Tip 1 diyabet hastaları ve bazı tip 2 diyabet hastaları, insülin dozlarını gıdadaki karbonhidrat miktarıyla eşleştirmek için bir karbonhidrat sayımı veya karbonhidrat değişim sistemi kullanabilir. Bir öğündeki karbonhidrat miktarının “sayı”, yemekten önce alınan insülin miktarını hesaplamak için kullanılır . Ancak karbonhidratların insüline oranı ( alınan insülin miktarı)(gıdadaki karbonhidratın gramı başına) her birey için ayrıdır ve şeker hastaları, bu yöntemde uzmanlaşmak için şeker hastalarıyla çalışma deneyimi olan bir beslenme uzmanıyla yakın çalışmalıdır. Bazı uzmanlar, bu yöntemi destekleyecek çok az kanıt olmasına rağmen, hızlı ve yavaş sindirilen karbonhidratları ayırt etmek için glisemik indeksin (diyet karbonhidratlarının kan şekeri seviyeleri üzerindeki etkisinin bir ölçüsü) kullanılmasını önermiştir.

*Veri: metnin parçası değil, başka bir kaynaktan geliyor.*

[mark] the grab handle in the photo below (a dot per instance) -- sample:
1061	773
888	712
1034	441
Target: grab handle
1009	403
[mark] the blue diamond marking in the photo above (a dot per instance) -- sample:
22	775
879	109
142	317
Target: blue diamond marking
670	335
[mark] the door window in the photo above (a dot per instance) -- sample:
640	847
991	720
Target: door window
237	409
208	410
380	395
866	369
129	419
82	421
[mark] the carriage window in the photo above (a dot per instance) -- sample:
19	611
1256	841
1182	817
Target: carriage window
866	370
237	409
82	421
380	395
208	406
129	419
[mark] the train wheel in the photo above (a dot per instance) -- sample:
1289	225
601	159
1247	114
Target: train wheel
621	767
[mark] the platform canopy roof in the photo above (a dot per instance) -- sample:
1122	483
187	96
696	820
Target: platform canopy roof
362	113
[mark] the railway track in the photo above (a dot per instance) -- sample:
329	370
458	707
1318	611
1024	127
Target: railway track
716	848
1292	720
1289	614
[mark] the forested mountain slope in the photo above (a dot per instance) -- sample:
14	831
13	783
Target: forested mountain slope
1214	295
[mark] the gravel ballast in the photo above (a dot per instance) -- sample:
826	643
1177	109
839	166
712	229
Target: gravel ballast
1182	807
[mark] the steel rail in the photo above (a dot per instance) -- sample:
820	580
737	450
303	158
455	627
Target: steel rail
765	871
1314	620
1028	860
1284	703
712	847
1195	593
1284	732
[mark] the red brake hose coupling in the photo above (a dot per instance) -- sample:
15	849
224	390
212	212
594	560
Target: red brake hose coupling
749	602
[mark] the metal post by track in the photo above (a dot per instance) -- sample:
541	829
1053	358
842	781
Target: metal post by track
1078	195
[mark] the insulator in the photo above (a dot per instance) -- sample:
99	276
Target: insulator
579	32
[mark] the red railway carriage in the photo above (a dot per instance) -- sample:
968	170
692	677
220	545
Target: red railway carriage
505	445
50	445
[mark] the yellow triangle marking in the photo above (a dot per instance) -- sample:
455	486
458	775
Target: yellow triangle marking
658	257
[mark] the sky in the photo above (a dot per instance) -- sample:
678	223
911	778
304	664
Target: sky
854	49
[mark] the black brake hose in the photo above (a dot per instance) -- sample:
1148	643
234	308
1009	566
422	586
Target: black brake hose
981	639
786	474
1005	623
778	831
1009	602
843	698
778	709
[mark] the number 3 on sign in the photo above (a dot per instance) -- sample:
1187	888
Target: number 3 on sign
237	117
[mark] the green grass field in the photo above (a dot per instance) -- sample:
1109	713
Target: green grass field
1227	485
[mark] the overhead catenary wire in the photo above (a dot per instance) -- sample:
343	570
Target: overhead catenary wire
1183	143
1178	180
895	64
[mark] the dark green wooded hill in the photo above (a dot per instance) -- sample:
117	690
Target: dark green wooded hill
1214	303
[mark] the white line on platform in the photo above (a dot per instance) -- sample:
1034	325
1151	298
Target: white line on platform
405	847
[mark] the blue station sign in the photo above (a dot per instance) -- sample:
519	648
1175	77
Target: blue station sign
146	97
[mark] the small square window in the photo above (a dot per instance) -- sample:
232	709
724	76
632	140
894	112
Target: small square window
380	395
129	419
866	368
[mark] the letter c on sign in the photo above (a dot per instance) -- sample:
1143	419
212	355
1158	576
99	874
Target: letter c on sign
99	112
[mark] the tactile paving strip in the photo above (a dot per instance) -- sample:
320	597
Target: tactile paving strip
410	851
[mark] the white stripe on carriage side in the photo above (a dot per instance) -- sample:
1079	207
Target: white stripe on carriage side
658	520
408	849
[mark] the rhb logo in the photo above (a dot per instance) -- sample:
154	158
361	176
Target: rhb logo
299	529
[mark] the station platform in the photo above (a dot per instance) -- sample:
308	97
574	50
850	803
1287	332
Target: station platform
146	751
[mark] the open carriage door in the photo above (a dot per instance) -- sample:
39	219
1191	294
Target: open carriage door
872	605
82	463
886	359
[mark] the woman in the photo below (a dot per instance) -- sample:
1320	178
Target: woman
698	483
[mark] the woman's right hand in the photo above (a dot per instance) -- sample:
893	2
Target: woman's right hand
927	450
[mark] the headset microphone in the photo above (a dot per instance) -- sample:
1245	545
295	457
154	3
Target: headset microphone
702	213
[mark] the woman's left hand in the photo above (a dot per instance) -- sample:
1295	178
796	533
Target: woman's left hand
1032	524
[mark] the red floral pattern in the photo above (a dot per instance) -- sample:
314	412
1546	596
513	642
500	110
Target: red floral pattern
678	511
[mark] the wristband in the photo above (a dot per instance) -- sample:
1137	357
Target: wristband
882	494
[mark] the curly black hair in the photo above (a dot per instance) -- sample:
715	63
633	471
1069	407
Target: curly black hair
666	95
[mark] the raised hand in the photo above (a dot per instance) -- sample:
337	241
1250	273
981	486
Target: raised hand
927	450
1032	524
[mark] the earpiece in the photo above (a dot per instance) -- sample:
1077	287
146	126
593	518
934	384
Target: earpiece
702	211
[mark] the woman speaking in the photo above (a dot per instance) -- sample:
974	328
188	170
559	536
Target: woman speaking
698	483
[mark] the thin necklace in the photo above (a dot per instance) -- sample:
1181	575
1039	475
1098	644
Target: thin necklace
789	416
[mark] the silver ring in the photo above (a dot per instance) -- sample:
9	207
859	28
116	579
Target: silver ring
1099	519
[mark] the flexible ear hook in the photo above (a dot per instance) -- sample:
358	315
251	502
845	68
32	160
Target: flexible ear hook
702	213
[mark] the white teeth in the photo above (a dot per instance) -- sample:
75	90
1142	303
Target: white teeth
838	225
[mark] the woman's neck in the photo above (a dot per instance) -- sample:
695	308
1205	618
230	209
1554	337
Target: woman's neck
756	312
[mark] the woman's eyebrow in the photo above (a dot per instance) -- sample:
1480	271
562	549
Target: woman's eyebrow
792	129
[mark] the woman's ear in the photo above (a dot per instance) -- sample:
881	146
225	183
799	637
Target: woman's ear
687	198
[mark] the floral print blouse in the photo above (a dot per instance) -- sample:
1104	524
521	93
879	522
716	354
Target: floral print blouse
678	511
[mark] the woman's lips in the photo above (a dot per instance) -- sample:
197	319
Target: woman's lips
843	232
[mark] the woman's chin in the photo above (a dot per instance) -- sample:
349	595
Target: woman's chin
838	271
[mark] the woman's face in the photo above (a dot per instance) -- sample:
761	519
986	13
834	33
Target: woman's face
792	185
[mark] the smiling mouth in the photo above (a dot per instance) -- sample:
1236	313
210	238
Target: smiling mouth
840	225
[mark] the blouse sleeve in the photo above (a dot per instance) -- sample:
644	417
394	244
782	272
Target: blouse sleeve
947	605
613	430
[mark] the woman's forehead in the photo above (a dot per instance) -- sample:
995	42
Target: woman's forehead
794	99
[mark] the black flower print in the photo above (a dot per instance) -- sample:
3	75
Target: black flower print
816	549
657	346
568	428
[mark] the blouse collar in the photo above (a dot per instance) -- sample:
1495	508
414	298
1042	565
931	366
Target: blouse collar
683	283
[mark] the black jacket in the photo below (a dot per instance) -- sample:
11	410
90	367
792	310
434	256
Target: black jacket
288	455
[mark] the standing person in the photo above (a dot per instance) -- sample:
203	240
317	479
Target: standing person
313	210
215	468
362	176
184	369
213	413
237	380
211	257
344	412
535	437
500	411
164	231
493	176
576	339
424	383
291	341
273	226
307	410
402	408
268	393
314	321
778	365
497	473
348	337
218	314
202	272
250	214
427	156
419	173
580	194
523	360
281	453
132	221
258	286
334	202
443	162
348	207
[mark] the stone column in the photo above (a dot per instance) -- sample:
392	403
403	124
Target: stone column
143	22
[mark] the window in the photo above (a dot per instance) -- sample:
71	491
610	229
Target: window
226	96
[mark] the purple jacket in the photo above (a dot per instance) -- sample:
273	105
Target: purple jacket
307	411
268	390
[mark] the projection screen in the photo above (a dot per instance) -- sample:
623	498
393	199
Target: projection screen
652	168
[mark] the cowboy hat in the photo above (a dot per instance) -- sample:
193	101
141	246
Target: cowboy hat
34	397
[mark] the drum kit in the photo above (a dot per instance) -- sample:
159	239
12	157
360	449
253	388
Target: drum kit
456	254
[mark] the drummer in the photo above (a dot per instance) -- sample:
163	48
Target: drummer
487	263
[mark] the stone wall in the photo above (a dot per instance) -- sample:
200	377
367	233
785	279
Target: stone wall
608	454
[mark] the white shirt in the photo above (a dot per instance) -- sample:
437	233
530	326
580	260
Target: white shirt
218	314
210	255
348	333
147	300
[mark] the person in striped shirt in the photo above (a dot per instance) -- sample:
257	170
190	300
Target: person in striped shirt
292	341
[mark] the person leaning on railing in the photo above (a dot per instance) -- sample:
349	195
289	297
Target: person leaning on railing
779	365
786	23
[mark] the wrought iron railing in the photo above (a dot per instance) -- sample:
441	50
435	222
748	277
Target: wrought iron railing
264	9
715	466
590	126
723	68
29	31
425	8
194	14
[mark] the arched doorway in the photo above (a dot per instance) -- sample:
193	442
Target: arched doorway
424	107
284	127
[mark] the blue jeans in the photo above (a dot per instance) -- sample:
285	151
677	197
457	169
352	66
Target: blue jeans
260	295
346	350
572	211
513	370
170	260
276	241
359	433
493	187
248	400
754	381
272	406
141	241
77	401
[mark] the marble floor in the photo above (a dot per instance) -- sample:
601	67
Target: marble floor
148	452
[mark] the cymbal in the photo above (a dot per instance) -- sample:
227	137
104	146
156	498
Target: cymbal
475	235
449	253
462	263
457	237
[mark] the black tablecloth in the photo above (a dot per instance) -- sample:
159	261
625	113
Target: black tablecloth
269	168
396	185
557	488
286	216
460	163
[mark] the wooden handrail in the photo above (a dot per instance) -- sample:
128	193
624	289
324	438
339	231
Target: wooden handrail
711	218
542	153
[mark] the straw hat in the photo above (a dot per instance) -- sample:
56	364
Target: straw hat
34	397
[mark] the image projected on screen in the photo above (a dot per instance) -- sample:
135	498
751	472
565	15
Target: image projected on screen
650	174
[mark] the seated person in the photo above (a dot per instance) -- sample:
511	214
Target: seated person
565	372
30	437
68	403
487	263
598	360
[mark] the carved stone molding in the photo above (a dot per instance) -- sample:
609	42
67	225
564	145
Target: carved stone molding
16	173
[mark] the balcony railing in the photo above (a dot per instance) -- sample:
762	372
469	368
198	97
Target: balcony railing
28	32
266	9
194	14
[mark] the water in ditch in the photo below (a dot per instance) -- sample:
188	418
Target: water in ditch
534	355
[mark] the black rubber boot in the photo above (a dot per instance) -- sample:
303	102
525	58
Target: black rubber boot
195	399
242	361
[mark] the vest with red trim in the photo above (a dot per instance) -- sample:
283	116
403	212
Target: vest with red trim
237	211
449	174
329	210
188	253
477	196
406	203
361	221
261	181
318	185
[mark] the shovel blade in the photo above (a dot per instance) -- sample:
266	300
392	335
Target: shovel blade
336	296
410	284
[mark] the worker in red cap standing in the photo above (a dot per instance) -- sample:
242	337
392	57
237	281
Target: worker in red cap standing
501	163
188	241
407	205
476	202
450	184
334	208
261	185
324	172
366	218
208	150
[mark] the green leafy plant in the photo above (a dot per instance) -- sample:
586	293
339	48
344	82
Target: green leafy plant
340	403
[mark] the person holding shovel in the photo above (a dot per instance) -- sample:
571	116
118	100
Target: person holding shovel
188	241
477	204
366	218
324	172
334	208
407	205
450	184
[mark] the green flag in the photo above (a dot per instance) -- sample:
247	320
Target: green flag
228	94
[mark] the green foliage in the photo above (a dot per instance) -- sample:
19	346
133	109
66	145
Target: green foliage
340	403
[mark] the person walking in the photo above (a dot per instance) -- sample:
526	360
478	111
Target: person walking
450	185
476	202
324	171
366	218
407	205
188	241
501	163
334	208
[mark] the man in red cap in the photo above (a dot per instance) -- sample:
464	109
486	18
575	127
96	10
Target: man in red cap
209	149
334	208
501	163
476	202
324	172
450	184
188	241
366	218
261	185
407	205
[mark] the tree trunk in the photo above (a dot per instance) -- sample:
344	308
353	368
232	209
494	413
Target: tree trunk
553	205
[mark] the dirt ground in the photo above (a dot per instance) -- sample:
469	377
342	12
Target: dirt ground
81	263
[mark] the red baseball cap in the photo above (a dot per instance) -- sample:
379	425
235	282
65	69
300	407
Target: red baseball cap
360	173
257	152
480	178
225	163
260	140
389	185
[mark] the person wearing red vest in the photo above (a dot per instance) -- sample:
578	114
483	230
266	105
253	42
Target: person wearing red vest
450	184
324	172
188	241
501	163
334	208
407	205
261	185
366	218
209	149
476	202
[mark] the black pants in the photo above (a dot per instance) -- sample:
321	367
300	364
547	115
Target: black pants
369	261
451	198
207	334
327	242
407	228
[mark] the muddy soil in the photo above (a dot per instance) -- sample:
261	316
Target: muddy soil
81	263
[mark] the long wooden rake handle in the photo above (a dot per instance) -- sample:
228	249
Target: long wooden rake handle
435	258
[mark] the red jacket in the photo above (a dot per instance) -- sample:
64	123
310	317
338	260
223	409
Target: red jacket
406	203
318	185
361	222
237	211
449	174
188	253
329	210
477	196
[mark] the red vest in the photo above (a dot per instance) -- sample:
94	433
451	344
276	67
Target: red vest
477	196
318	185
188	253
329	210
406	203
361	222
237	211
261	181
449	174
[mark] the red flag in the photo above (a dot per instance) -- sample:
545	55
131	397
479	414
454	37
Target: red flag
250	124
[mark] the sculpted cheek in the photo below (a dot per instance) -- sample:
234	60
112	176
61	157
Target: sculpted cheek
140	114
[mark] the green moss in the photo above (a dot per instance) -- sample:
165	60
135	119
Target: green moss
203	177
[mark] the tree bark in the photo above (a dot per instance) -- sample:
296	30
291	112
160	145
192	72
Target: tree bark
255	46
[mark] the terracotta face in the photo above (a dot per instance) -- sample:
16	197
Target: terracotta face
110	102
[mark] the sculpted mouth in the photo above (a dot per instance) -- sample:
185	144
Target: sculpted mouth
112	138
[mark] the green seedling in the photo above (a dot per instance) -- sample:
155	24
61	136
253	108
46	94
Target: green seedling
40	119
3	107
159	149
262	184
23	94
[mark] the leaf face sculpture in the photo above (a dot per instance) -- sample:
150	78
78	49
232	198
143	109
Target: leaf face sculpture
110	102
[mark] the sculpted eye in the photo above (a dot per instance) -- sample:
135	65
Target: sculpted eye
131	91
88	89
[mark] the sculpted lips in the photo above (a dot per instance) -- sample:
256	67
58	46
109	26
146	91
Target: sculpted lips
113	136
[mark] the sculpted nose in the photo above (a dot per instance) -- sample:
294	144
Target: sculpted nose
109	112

Şeker hastaları için fiziksel egzersiz

Makul miktarlarda (üç güne yayılmış, haftada en az 150 dakika) fiziksel egzersiz de vücut ağırlığını kontrol etmeye ve glikoz seviyelerini iyileştirmeye yardımcı olabilir. Egzersiz sırasında glikoz seviyeleri düştüğünden, hastalar hipoglisemi semptomları açısından izlenmelidir. Bazı hastaların uzun süreli egzersiz sırasında bir şeyler atıştırması, insülin dozunu düşürmesi veya her ikisini birden yapması gerekir.

Şeker hastalarında kilo kaybı

Birçok insan, özellikle tip 2 diyabetli olanlar, aşırı kilolu veya obezdir. Tip 2 diyabetli bazı kişiler, sağlıklı bir kiloya ulaşarak ve bu kiloyu koruyarak ilaçları önleyebilir veya geciktirebilir. Fazla kilolu olmak diyabet komplikasyonlarına katkıda bulunduğundan, bu insanlar için kilo vermek de önemlidir. Diyabetli kişiler sadece diyet ve egzersiz yoluyla kilo vermekte zorlandıklarında, doktorlar kilo verme ilaçları reçete edebilir veya obezite cerrahisi (vücut ağırlığını azaltmak için ameliyat) önerebilir.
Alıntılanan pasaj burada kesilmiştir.